According to Nasa, there are about 23,000 pieces of space debris larger than the size of a cricket ball orbiting the Earth along with half a million pieces of debris the size of a marble or larger. That’s not all, there are also approximately 100 million pieces of debris about 1mm or larger in size along with pieces of even smaller micrometre-sized debris.
The Russian missile test is said to have broken up the satellite into thousands of pieces of which the US is reported to have identified more than 1,500 trackable pieces.
How Does The International Space Station Avoid Being Hit By Space Debris?
Given the threat that even the smallest piece of fast-moving space debris can pose to satellites and spacecraft, Nasa actually tries to track them as they orbit around the Earth. Nasa says that more than 27,000 pieces of orbital debris are tracked by the US Department of Defence global Space Surveillance Network (SSN) sensors. While much of the debris may be too small to be tracked, they are “large enough to threaten human spaceflight and robotic missions".
Nasa says it has “a long-standing set of guidelines on how to deal with each potential collision threat" to ISS, laying down the conditions under which “evasive action or other precautions to ensure the safety of the crew are needed".

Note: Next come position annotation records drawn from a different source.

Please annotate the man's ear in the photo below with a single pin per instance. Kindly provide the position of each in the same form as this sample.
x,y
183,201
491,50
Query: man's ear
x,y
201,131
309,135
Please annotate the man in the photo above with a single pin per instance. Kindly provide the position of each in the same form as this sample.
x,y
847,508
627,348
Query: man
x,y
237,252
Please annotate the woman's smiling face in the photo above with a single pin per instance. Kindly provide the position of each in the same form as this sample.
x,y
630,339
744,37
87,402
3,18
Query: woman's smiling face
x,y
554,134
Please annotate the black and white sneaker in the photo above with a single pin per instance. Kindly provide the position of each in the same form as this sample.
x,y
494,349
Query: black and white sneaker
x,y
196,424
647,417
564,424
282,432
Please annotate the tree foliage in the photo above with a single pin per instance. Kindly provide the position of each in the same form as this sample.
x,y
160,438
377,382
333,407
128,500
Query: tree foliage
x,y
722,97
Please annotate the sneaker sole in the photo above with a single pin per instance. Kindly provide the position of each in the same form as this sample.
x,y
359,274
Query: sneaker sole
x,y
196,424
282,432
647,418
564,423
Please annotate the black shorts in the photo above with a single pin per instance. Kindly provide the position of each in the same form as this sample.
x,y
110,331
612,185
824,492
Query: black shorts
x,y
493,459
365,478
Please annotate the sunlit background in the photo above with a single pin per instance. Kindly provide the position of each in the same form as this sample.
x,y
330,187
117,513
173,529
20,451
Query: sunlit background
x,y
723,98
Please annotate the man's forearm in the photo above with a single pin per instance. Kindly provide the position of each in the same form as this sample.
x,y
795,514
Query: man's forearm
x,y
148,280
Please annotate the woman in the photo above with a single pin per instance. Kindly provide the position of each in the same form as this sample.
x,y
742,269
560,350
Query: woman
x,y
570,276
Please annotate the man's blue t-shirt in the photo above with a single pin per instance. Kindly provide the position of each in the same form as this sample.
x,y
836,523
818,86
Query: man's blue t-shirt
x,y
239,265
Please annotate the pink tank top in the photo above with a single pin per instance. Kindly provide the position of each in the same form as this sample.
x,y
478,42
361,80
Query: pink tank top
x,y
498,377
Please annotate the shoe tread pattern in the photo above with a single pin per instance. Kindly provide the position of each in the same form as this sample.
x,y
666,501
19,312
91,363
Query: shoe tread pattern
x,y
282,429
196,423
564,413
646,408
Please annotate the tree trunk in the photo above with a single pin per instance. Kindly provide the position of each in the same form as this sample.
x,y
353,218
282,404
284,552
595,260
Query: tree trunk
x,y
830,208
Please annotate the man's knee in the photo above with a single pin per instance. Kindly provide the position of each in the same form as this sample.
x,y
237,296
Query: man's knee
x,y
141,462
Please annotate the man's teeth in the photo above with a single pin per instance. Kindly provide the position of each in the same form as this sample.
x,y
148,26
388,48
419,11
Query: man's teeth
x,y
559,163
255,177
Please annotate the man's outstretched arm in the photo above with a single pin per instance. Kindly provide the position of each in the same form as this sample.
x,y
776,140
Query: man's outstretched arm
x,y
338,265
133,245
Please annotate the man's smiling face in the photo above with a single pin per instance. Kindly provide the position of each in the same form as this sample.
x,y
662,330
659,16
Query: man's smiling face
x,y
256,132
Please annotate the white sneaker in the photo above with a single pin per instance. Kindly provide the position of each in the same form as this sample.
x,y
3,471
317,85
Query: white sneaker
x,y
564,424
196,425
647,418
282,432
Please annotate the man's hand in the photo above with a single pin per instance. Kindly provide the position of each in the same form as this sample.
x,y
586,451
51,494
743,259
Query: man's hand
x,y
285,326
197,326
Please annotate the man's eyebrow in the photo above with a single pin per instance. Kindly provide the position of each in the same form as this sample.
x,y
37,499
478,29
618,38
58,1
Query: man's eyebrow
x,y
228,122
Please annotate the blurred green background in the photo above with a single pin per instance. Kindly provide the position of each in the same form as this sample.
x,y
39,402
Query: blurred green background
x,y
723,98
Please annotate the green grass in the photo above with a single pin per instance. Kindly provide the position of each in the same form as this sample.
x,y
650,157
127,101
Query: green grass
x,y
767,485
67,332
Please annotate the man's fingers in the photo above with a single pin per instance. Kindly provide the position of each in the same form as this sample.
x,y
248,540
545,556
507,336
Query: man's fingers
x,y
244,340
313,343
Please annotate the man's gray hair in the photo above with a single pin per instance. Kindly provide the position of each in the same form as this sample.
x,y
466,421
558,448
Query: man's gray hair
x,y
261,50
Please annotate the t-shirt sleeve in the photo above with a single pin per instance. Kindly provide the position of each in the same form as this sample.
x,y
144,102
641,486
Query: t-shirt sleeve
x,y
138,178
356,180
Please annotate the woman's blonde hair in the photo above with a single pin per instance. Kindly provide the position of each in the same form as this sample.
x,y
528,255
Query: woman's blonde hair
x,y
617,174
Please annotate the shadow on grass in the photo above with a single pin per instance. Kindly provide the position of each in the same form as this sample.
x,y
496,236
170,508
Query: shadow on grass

It says that collision risks are categorised depending on the size of the space debris involved. Where it known well in advance that space debris is headed towards the ISS, it is moved slightly to get out of harm’s way, something known as a “debris avoidance manoeuvre". The ISS has conducted 29 debris avoidance maneuvers since 1999, including three in 2020.
But where the data is not precise enough or the forecast of a collision course comes too late, “the best course of action is to move the crew into the Russian Soyuz or US commercial crew spacecraft that are used to transport humans to and from the station". That is what the ISS crew had to do after Earth-based mission control centres found out about the debris headed their way from the Russian satellite explosion.
“The crew would be able to leave the station if the collision caused a loss of pressure in the life-supporting module or damaged critical components. The spacecraft act as lifeboats for crew members in the event of an emergency," it says.